In fact, they continue on with plans to do just that.
Those paying attention to the saga are embroiled in chaos. Highways England is planning the course for the road and tunnel. Groups like Stonehenge Alliance are objecting, citing archaeological reasons. Doing so will disrupt ongoing efforts to understand Stonehenge and its landscape. Groups wishing to preserve burial grounds of human remains object over ethical reasons. The road may go close to burial grounds. What if the landscape reveals more?
Anything is possible. The landscape is far from finished revealing its secrets.
Just last month this article was published:
The article cites:
A team of archaeologists believe they may have discovered a spot where some of the architects of Stonehenge gathered and camped.
The team have been investigating a causewayed enclosure – these are thought to be ancient meeting places or centres of trade – on army land at Larkhill close to Stonehenge.
They found an alignment of posts that matches the orientation of the circle at Stonehenge, leading to the theory that Larkhill could have been some sort of blueprint for the temple.
This is not the first new discovery made in or near Stonehenge.

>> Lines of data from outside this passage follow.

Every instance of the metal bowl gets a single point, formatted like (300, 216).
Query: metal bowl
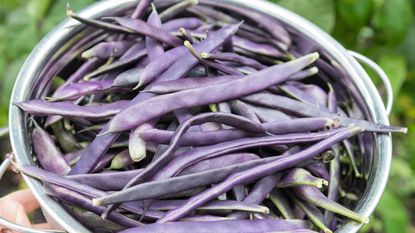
(29, 77)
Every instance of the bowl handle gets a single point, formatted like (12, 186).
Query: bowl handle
(382, 75)
(4, 133)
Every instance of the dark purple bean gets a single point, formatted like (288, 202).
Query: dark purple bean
(260, 49)
(234, 58)
(244, 110)
(304, 74)
(314, 196)
(319, 169)
(106, 50)
(186, 23)
(296, 93)
(251, 226)
(137, 146)
(262, 20)
(69, 196)
(155, 189)
(133, 55)
(188, 83)
(164, 158)
(100, 180)
(163, 205)
(258, 193)
(206, 95)
(75, 90)
(121, 160)
(314, 214)
(142, 28)
(154, 47)
(98, 23)
(280, 201)
(297, 108)
(66, 140)
(85, 190)
(72, 157)
(300, 176)
(188, 158)
(257, 172)
(176, 9)
(104, 162)
(185, 63)
(186, 35)
(270, 115)
(47, 153)
(313, 90)
(214, 65)
(334, 183)
(141, 9)
(239, 192)
(68, 109)
(301, 125)
(222, 161)
(177, 62)
(204, 218)
(349, 150)
(129, 77)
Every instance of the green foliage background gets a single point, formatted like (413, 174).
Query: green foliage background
(384, 30)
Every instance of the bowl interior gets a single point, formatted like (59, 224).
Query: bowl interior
(376, 161)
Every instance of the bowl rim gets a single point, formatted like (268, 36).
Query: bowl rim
(36, 60)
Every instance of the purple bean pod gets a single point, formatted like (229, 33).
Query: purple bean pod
(39, 107)
(314, 214)
(105, 50)
(188, 158)
(177, 9)
(280, 201)
(314, 196)
(242, 109)
(49, 156)
(206, 95)
(154, 47)
(301, 125)
(121, 160)
(77, 199)
(300, 176)
(234, 57)
(258, 193)
(257, 172)
(295, 107)
(251, 226)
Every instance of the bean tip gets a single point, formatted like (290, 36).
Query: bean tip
(327, 230)
(205, 55)
(96, 202)
(313, 70)
(87, 54)
(69, 11)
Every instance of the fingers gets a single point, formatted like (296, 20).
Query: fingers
(44, 226)
(14, 212)
(25, 197)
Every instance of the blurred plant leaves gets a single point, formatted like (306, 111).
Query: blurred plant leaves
(320, 12)
(355, 13)
(393, 213)
(394, 66)
(392, 20)
(38, 9)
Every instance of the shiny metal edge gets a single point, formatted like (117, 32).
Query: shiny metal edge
(381, 165)
(25, 80)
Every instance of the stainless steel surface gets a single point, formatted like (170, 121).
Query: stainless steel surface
(382, 75)
(29, 75)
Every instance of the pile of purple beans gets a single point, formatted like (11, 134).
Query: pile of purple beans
(199, 117)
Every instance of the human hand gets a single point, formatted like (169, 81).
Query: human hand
(15, 207)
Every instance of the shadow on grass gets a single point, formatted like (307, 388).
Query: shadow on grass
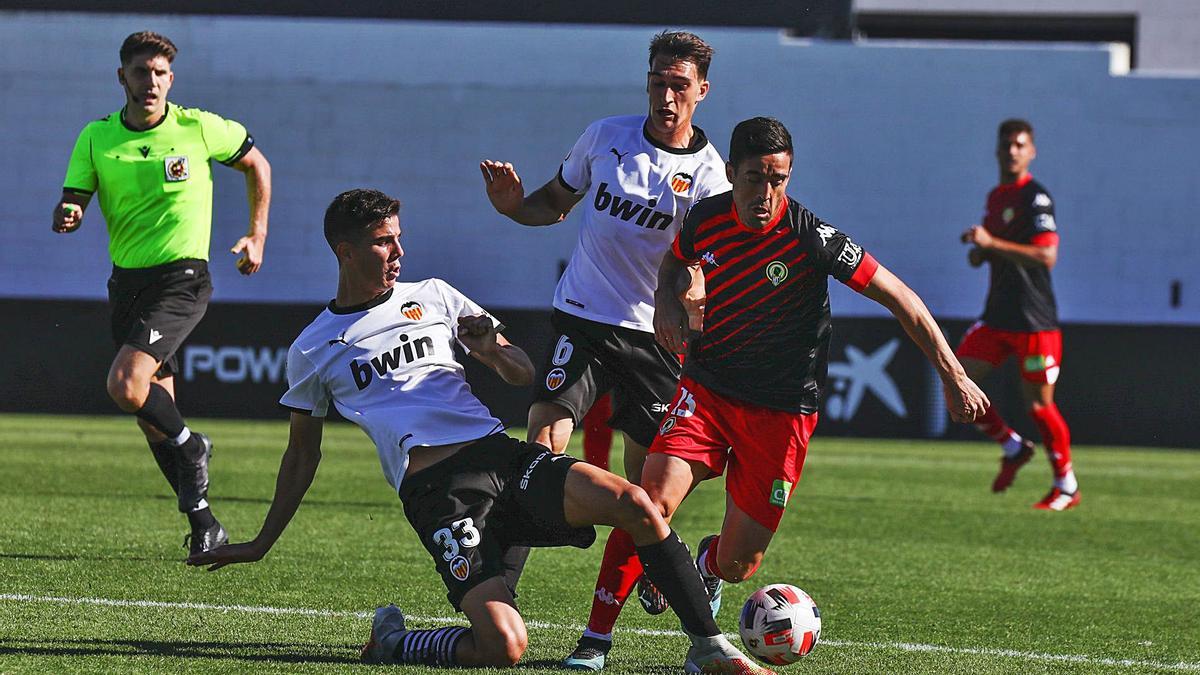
(75, 557)
(282, 652)
(172, 499)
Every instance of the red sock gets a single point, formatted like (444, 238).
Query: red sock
(619, 571)
(1055, 436)
(597, 432)
(993, 425)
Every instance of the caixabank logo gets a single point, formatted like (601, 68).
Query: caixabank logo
(863, 372)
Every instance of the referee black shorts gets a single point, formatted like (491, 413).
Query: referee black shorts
(495, 494)
(155, 309)
(588, 359)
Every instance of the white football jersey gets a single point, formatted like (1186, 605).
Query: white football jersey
(389, 366)
(637, 192)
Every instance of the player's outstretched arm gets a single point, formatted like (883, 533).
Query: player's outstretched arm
(297, 471)
(1030, 255)
(670, 315)
(964, 398)
(69, 211)
(258, 192)
(547, 204)
(481, 336)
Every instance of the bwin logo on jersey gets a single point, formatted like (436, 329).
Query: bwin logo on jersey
(859, 374)
(630, 210)
(406, 352)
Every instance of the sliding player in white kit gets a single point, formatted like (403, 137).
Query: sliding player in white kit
(383, 354)
(641, 174)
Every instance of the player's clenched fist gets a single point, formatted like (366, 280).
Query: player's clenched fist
(504, 187)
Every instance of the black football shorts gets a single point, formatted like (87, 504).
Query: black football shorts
(588, 359)
(497, 493)
(155, 309)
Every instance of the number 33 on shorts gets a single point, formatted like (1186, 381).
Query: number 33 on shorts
(468, 538)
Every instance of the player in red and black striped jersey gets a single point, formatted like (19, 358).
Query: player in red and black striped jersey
(748, 400)
(1019, 240)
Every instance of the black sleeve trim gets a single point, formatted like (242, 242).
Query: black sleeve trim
(298, 411)
(246, 145)
(563, 181)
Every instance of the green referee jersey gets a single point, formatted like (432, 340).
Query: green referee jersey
(155, 185)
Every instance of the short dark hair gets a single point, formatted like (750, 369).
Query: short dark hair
(1012, 126)
(147, 42)
(757, 137)
(352, 213)
(681, 46)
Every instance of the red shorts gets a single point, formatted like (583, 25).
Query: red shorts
(762, 448)
(1038, 353)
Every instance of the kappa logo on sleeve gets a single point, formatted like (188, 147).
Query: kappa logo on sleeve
(555, 378)
(681, 183)
(413, 310)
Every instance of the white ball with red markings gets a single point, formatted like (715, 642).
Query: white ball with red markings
(779, 623)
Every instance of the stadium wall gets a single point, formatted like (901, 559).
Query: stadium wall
(894, 144)
(879, 386)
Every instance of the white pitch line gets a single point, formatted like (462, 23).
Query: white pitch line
(541, 625)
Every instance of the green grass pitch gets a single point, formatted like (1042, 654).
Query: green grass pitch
(916, 566)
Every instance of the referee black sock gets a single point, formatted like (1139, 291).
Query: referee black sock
(161, 412)
(201, 519)
(669, 565)
(430, 647)
(166, 454)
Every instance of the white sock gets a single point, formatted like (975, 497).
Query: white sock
(1067, 483)
(1012, 446)
(183, 436)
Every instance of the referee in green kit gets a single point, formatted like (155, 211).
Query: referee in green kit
(149, 162)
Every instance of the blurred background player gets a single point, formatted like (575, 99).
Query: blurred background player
(1019, 240)
(383, 353)
(748, 400)
(642, 174)
(149, 162)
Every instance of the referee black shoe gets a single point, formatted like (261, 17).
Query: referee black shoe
(588, 655)
(193, 472)
(205, 538)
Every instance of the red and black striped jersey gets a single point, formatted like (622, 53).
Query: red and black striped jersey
(1020, 297)
(766, 338)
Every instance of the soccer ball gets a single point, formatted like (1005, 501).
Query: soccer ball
(779, 623)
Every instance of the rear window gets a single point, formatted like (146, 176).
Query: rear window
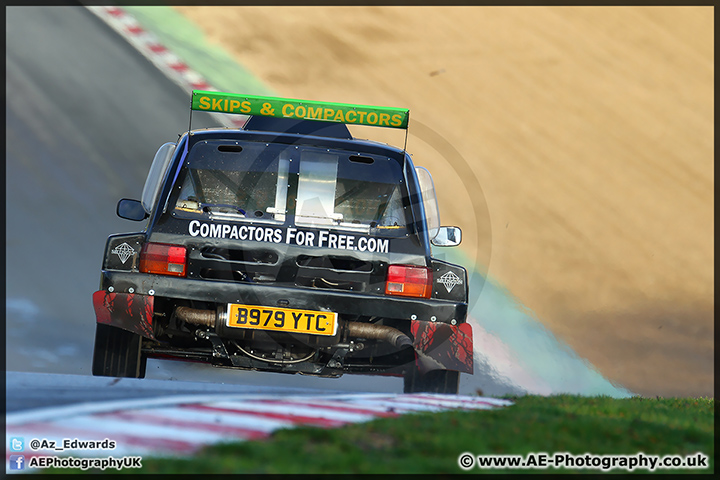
(307, 186)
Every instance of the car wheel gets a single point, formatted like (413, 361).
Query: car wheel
(434, 381)
(118, 353)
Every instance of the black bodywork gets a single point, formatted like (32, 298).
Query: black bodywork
(255, 258)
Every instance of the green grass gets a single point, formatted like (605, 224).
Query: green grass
(431, 443)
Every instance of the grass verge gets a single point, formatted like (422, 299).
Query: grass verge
(432, 443)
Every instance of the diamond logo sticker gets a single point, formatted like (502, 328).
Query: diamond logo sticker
(449, 279)
(124, 251)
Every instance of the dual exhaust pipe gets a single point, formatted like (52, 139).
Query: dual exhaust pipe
(393, 336)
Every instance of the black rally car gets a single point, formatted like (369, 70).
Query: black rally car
(286, 246)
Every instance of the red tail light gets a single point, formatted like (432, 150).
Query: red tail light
(163, 259)
(409, 281)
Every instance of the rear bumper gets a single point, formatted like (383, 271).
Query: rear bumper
(438, 344)
(344, 303)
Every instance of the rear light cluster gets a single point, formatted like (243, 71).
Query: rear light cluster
(163, 259)
(409, 281)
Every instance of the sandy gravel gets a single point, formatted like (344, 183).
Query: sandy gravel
(589, 129)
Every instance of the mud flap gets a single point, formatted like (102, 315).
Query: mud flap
(439, 346)
(128, 311)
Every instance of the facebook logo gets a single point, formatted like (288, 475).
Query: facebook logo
(17, 462)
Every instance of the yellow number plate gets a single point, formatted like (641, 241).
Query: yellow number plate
(282, 319)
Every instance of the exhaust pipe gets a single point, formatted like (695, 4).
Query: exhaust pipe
(391, 335)
(195, 316)
(379, 332)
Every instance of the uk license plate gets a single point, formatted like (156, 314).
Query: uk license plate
(282, 319)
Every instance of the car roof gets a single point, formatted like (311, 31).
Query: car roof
(304, 132)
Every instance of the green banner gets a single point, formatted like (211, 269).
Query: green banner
(300, 109)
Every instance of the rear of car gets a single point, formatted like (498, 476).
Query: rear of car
(273, 250)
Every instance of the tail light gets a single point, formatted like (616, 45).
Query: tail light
(163, 259)
(409, 281)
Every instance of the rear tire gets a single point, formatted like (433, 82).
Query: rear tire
(118, 353)
(434, 381)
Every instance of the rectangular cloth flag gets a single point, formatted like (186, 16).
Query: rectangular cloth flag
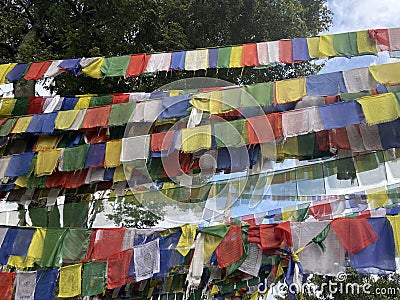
(147, 260)
(121, 113)
(25, 285)
(135, 148)
(51, 255)
(386, 73)
(115, 66)
(380, 108)
(22, 241)
(36, 70)
(354, 234)
(75, 244)
(96, 117)
(290, 90)
(6, 285)
(158, 62)
(47, 161)
(231, 248)
(107, 242)
(118, 268)
(19, 164)
(45, 284)
(340, 114)
(178, 60)
(197, 138)
(65, 119)
(74, 158)
(137, 65)
(378, 257)
(92, 66)
(70, 281)
(224, 55)
(113, 153)
(249, 55)
(94, 278)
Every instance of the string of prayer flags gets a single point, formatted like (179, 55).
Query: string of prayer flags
(7, 284)
(147, 259)
(46, 281)
(118, 268)
(70, 281)
(94, 278)
(388, 105)
(107, 242)
(25, 285)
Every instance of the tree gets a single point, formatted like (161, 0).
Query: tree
(37, 30)
(350, 285)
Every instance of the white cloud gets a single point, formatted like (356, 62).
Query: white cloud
(353, 15)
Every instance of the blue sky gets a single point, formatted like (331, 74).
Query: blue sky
(353, 15)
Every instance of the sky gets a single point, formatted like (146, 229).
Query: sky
(354, 15)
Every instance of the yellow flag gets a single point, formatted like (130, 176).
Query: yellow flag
(326, 48)
(395, 222)
(236, 57)
(65, 119)
(197, 138)
(387, 73)
(216, 102)
(113, 153)
(93, 70)
(313, 47)
(377, 197)
(210, 244)
(380, 108)
(34, 251)
(70, 281)
(7, 106)
(365, 44)
(4, 70)
(46, 142)
(187, 239)
(22, 124)
(47, 161)
(83, 102)
(290, 90)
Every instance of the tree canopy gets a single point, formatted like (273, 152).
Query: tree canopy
(35, 30)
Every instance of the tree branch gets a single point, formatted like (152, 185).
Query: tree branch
(8, 47)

Stonehenge regularly has given up new finds. This only demonstrates how significant the landscape is and how much more it may have to reveal.
Howard Carter, who discovered King Tutankhamen's tomb, writes of his own efforts: It is slow work, painfully slow, and nerve-racking at that, for one felt all the time a heavy weight of responsibility. Every excavator must, if he have any archaeological conscience at all. The things he finds are not his own property, to treat as he pleases, or neglect as he chooses. they are direct legacy from the past to the present age, he but the privileged intermediary through whose hands they come; and if, by carelessness, slackness, or ignorance, he lessens the sum of knowledge that might have been obtained from them, he knows himself to be guilty of an archaeological crime of first magnitude.
It took Carter years to find the tomb in 1922. Years more to properly catalog pieces. New understanding continues of these relics almost 100 years later. Apply the same understanding to sites like Stonehenge, and you can understand that all knowledge cannot be found immediately. It simply requires time. Time and a carefully protected and preserved area in which to work.
Even as this blog is being written, they are having discussions of the roadway. Members of the scientific community are trying to present their facts on why this would be a very bad idea. Here is their latest blog.
It includes a good video describing the landscape that is in danger.
On this same website are details of what we can do whether we live in England or not. Stonehenge and ancient sites like this should be protected. UNESCO has already expressed extreme concern over damaging the landscape. For the moment their concerns are not being recognized.
Time marches on. Discoveries continue to be found. Do we wish to see the next one to be found by a bulldozer? What will we leave our next generation?